The devkit boots from a removable MicroSD card which can be formatted and imaged from any PC with an SD card adapter. The devkit can be conveniently powered via either the Micro USB port or a 5V DC barrel jack adapter. The camera connector is compatible with affordable MIPI CSI sensors including modules based on the 8MP IMX219, available from Jetson ecosystem partners. Also supported is the Raspberry Pi Camera Module v2, which includes driver support in JetPack. Table 1 shows key specifications.
Deep Learning Inference Benchmarks
Jetson Nano can run a wide variety of advanced networks, including the full native versions of popular ML frameworks like TensorFlow, PyTorch, Caffe/Caffe2, Keras, MXNet, and others. These networks can be used to build autonomous machines and complex AI systems by implementing robust capabilities such as image recognition, object detection and localization, pose estimation, semantic segmentation, video enhancement, and intelligent analytics.
Figure 3 shows results from inference benchmarks across popular models available online. See here for the instructions to run these benchmarks on your Jetson Nano. The inferencing used batch size 1 and FP16 precision, employing NVIDIA’s TensorRT accelerator library included with JetPack 4.2. Jetson Nano attains real-time performance in many scenarios and is capable of processing multiple high-definition video streams.
DNR (did not run) results occurred frequently due to limited memory capacity, unsupported network layers, or hardware/software limitations. Fixed-function neural network accelerators often support a relatively narrow set of use-cases, with dedicated layer operations supported in hardware, with network weights and activations required to fit in limited on-chip caches to avoid significant data transfer penalties. They may fall back on the host CPU to run layers unsupported in hardware and may rely on a model compiler that supports a reduced subset of a framework (TFLite, for example).
Jetson Nano’s flexible software and full framework support, memory capacity, and unified memory subsystem, make it able to run a myriad of different networks up to full HD resolution, including variable batch sizes on multiple sensor streams concurrently. These benchmarks represent a sampling of popular networks, but users can deploy a wide variety of models and custom architectures to Jetson Nano with accelerated performance. And Jetson Nano is not just limited to DNN inferencing. Its CUDA architecture can be leveraged for computer vision and Digital Signal Processing (DSP), using algorithms including FFTs, BLAS, and LAPACK operations, along with user-defined CUDA kernels.

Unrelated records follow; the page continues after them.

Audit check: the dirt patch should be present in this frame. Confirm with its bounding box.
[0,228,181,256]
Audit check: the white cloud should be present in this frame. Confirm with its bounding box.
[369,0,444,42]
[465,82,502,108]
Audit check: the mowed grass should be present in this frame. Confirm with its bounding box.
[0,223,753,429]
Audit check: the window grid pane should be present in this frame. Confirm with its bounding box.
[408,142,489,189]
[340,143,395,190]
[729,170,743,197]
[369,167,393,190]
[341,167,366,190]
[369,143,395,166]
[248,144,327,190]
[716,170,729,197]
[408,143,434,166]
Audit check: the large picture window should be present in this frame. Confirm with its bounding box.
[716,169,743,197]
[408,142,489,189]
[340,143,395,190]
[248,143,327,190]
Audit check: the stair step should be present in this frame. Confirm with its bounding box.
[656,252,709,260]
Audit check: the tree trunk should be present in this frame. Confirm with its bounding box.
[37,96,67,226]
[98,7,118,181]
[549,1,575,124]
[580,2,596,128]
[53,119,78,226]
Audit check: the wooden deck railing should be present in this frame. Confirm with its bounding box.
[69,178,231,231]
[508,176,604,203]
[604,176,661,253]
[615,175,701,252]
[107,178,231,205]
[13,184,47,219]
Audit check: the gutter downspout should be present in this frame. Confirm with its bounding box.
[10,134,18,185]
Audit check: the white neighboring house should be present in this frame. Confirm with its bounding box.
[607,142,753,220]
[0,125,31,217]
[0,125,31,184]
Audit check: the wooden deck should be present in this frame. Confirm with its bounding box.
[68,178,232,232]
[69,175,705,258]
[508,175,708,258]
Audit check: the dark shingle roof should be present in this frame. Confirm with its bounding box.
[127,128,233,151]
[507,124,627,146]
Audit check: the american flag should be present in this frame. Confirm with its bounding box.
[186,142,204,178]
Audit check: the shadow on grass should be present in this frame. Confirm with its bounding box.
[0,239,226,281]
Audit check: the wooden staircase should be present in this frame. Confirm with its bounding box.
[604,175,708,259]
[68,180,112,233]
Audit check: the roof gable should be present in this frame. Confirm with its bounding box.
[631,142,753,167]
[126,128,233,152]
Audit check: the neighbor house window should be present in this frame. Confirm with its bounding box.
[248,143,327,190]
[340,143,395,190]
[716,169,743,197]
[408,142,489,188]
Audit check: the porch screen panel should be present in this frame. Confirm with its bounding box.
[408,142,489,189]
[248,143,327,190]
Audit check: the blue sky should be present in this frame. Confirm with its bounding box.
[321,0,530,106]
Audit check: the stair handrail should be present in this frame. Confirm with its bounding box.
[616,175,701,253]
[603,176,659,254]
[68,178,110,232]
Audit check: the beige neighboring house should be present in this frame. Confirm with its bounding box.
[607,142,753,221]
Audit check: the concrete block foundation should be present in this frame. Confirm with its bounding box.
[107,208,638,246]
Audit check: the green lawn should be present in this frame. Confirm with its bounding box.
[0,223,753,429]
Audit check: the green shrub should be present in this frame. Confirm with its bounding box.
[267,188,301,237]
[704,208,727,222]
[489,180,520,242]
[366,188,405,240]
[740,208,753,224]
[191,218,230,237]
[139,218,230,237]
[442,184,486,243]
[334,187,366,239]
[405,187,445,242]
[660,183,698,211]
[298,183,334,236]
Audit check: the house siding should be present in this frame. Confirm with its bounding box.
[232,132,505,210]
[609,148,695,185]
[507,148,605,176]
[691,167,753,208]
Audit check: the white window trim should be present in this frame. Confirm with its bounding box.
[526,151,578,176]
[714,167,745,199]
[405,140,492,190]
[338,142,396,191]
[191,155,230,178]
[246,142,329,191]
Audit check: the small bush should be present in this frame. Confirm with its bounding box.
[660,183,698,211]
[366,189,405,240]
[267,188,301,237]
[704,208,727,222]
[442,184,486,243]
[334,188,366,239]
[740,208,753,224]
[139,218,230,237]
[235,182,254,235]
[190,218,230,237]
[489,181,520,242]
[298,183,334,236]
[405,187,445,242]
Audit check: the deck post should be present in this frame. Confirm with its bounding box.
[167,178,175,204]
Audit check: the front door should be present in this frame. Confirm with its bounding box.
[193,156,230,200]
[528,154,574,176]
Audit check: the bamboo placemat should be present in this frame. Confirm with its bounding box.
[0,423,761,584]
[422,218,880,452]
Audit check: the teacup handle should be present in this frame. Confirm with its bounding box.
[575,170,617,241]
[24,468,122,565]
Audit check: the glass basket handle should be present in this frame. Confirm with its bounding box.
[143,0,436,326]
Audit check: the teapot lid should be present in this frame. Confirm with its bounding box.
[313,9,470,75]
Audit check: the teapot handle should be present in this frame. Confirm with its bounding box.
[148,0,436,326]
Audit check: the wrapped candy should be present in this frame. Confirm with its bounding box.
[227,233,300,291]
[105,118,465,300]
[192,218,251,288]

Multi-Stream Video Analytics
Jetson Nano processes up to eight HD full-motion video streams in real-time and can be deployed as a low-power edge intelligent video analytics platform for Network Video Recorders (NVR), smart cameras, and IoT gateways. NVIDIA’s DeepStream SDK optimizes the end-to-end inferencing pipeline with ZeroCopy and TensorRT to achieve ultimate performance at the edge and for on-premises servers. The video below shows Jetson Nano performing object detection on eight 1080p30 streams simultaneously with a ResNet-based model running at full resolution and a throughput of 500 megapixels per second (MP/s).
JetBot
NVIDIA JetBot shown in figure 5 is a new open source autonomous robotics kit that provides all the software and hardware plans to build an AI-powered deep learning robot for under $250. The hardware materials include Jetson Nano, IMX219 8MP camera, 3D-printable chassis, battery pack, motors, I2C motor driver, and accessories.